‘Marin, go to bed! You must be sick.’
He stayed until late in the evening, when the third shift sounded, down at the oil wells. As I too was very tired, we went straight to the cabin, to eat what we could find.
‘Well,’ he finally said with a deep sigh, ‘I’ll tell you one thing, I’ll do anything, but I don’t touch my friends’ women. Anything but that.’
I didn’t understand a thing and waited for him to go on.
‘Look, this is what happened: last night I’d had a couple of drinks and I went out on to the veranda to cool down. I found your Marjorie out there. Her husband was playing cards. “Let’s take a walk,” I said. “Certainly,” says she. So off we went. When we passed by her house, she said, “Come in, I’m thirsty, I want to drink a glass of water.” I went in and, in the dark, I tried to kiss her, and she didn’t object. In the end we went to bed and she told me not to ruffle her dress. Then we went back to the club, and her husband was still playing cards.’
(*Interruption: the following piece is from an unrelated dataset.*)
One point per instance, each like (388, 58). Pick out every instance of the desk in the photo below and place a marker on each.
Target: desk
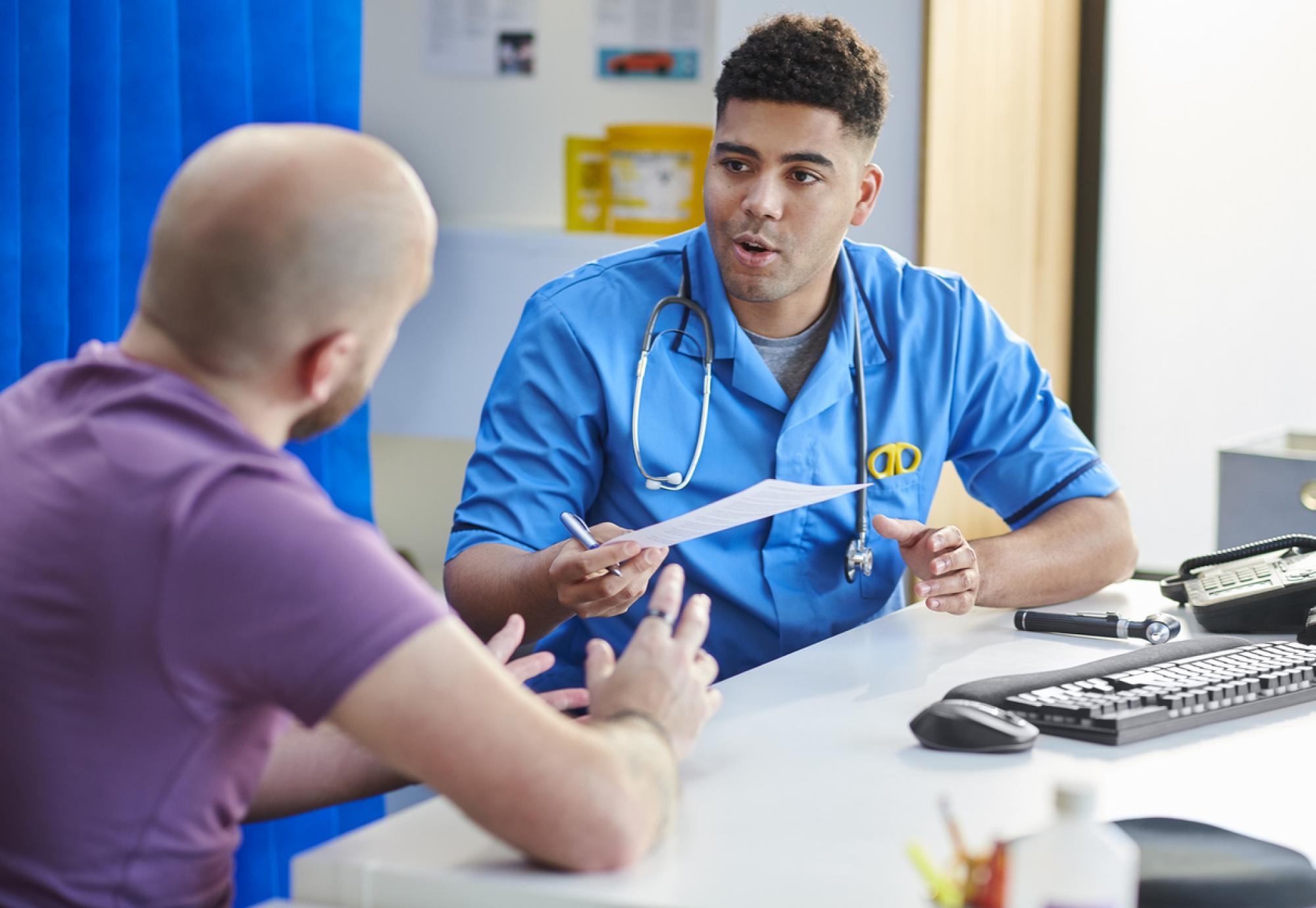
(807, 785)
Marin Dronţu has gone quiet and is looking at me, awaiting a response, a sign. For a few moments I say nothing either, not knowing what to do. There are so many things to be done …
My first thought is to stand up, run down to the Duntons’ villa and ask Marjorie. Ridiculous. When it comes to women, Marin Dronţu never lies.
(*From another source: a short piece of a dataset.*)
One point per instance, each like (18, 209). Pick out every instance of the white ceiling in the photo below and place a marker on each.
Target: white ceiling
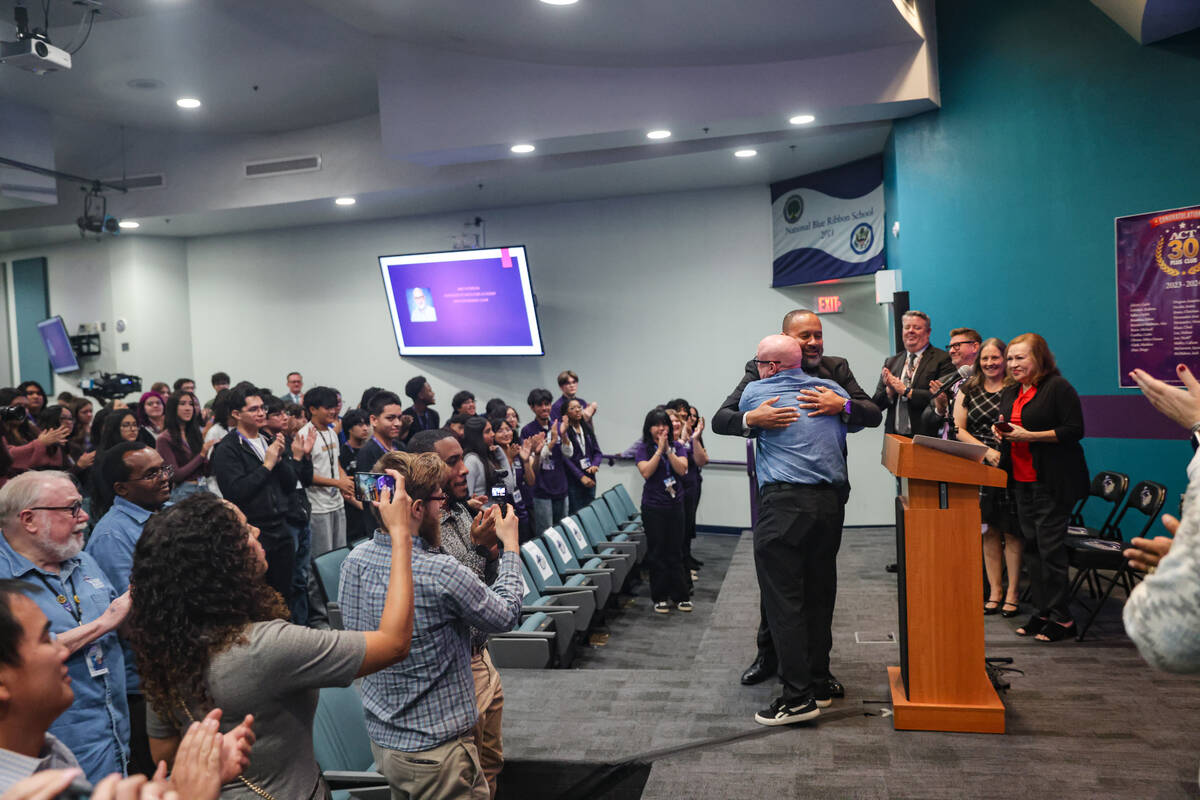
(378, 89)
But I should inquire further, get him to tell me everything, right down to the details. I should stand up and pace about the cabin, I should rush over to young Dogany, I should tell Dronţu what a pig he is.
I raised my head.
‘Bravo, Marin. And is that all you’ve been fretting about for an entire day? You slept with her, so good for you.’
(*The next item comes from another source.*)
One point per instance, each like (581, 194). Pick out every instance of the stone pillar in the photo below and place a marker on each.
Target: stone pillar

‘You mean, you’re not angry?’
‘Why should I be? What’s it to me? Is she family? My wife? Lover? It’s between the two of you. Come on, let’s eat now.’
I drank a bottle of wine and Marin sang a few sentimental songs.
‘What the hell, they’re all the same, the lot of them. Women.’
That’s my consolation.
*
The work goes on. The master’s visit has put things in order. But his interview with Rice went worse than I expected.
I’d counted on a five-minute argument. It lasted an hour. The master left the director’s office, slamming the door, and went straight to the oilfield, where he remained with us until evening, running from one corner to the other, scrutinizing everything. I could feel his bad humour, and everybody worked in silence, with their heads down. It was like a tacit act of solidarity with him. I think he understood that.
Old Ralph turned up, too, around four o’clock with a long-faced look of consternation. He hovered around Vieru, not knowing how to begin speaking again, but Vieru was determined not to lighten his penance. In the end, the old fellow had to bite the bullet: he took it all back, apologized in a roundabout way and vowed not to meddle any more.
That night the master slept here with us, in the cabin. We stayed up late talking, drinking wine and smoking, all three of us. You could hear brief rumblings from afar, which then echoed down the whole valley, as if every sound were broken into thousands of tiny splinters. It’s a well that’s been gushing for about two days at Romanian Star. Like the breathing of a caged animal, somewhere in the night.
*
Pierre Dogany came by the cabin yesterday evening to see me. I was surprised, as he’d never done this before.
Poor boy! He senses something has happened but doesn’t know exactly what, and doesn’t have the courage to imagine.
If I could be sure his suffering contained enough freedom of spirit, I’d tell him and, with a little intelligence, he would be consoled.
We went together to the Star well to see how it was working. There were a lot of flares, like some strange torchlight procession. Human shadows grew immense around us, into the distance, upon the hillsides.
He spoke of his approaching departure, and tried to seem indifferent.
‘Why are you really going? Do you think the university in Budapest is better than the one in Bucharest?’
‘I don’t know if it’s better. But it’s my university.’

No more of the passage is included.